Realistically, water treated with carrier gas extraction would be much more pure—essentially the quality of distilled water—and so operators would likely be able to seek surface discharge and/or the ability to discharge directly into waterways. This would entail additional permitting work under the Federal Clean Water Act and other relevant state and local laws, but it raises interesting possibilities.

Finally, water capable of meeting the standards enumerated above might also be a candidate for sale to agricultural or other interests in need of freshwater. There is a precedent for such actions. As of April 2015, farmers in California’s parched, but fertile San Joaquin Valley had used at least 25,000 acre-feet (8.15 billion gallons) of treated produced water to irrigate crops. If industry can provide treated produced water to farmers under California’s tough regulatory regime, it stands to reason that under Oklahoma’s more pro-market political system, such transfers would be highly feasible assuming water can be treated to a truly potable standard.

The Salt Challenge

Distillation of salty oilfield water leaves behind a superconcentrated brine. Converting this into dry salt likely will not be the solution, for the salt volumes are simply too large. If 1 million barrels per day of produced water from the Mississippian Lime with a TDS concentration of 190,000 mg/l that was 80 percent sodium chloride were completely distilled, 8.8 million tonnes per year of salt would be left behind—more than 20 percent of annual U.S. salt production.
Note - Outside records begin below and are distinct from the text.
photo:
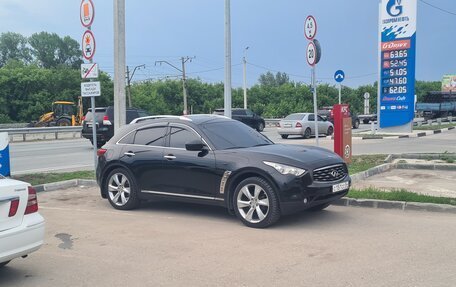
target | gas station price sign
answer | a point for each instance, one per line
(397, 62)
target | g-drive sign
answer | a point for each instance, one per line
(90, 89)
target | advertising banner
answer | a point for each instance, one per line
(449, 83)
(397, 62)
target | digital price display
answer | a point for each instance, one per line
(397, 62)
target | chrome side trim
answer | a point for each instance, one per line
(329, 166)
(223, 181)
(182, 195)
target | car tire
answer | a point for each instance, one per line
(307, 133)
(319, 207)
(256, 203)
(356, 124)
(330, 131)
(260, 126)
(121, 189)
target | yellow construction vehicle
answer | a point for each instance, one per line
(63, 114)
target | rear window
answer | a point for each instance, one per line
(294, 117)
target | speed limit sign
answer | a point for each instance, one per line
(313, 53)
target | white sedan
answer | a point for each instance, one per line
(21, 226)
(303, 124)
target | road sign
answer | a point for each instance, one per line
(87, 13)
(89, 71)
(90, 89)
(339, 76)
(310, 27)
(88, 45)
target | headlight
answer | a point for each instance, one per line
(285, 169)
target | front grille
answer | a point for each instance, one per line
(330, 173)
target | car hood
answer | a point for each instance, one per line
(297, 155)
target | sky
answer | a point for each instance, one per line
(273, 30)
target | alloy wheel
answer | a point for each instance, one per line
(253, 203)
(119, 189)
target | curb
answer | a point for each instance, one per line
(398, 205)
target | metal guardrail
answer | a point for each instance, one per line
(41, 130)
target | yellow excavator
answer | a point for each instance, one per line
(63, 114)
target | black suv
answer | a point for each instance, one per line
(105, 123)
(246, 116)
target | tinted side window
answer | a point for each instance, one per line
(180, 136)
(154, 136)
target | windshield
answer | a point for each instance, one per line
(233, 134)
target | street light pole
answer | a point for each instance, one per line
(245, 76)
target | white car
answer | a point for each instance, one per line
(303, 124)
(21, 226)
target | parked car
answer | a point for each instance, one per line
(303, 124)
(215, 160)
(327, 112)
(105, 122)
(246, 116)
(21, 226)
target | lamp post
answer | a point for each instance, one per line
(245, 76)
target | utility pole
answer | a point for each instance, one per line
(227, 106)
(245, 76)
(129, 81)
(182, 70)
(119, 64)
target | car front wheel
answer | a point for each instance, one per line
(121, 189)
(256, 203)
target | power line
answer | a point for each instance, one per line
(438, 8)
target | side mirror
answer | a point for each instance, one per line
(195, 145)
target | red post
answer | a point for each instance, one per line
(342, 131)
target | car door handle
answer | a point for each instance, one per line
(129, 153)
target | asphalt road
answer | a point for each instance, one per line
(88, 243)
(68, 155)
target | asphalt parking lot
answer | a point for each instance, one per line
(88, 243)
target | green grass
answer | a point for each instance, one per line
(42, 178)
(398, 195)
(364, 162)
(434, 127)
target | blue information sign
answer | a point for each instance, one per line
(339, 76)
(397, 60)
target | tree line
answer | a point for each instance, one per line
(44, 67)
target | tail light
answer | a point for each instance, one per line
(101, 152)
(13, 207)
(106, 121)
(32, 202)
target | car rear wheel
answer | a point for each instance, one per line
(121, 189)
(307, 133)
(329, 131)
(260, 126)
(256, 203)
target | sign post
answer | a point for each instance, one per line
(397, 37)
(339, 76)
(313, 55)
(89, 71)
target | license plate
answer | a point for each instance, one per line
(340, 186)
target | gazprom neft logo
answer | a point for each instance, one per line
(394, 8)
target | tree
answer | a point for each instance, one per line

This massive rock salt volume would crater salt prices and also pose severe logistical challenges—imagine mile-long unit trains of salt crossing the prairie. A more practical solution is to distill the water until a fluid-concentrated brine is left behind, and then inject this waste stream into deep disposal wells. Such an outcome would help industry repurpose valuable water, minimize the salt mass balance problem, and dramatically reduce the volume of fluid injected into the Arbuckle and other formations that may be vulnerable to seismic activity.


The OCC’s produced water injection restrictions pose a serious operational and economic challenge to Oklahoma oil and gas operators. Technological solutions providers will seize this opportunity to test oilfield water treatment options in an environment of necessity, and at an unprecedented scale. A tougher challenge will be crafting the appropriate legal and regulatory frameworks to maximize the positive impacts of technology and allow Oklahoma’s dynamic and entrepreneurial oil and gas operators to continue developing the state’s resources and creating economic opportunities for the state’s citizens. The OCC should kick-start this process by looking to the Texas Railroad Commission and its forward-looking fluid recycling rules.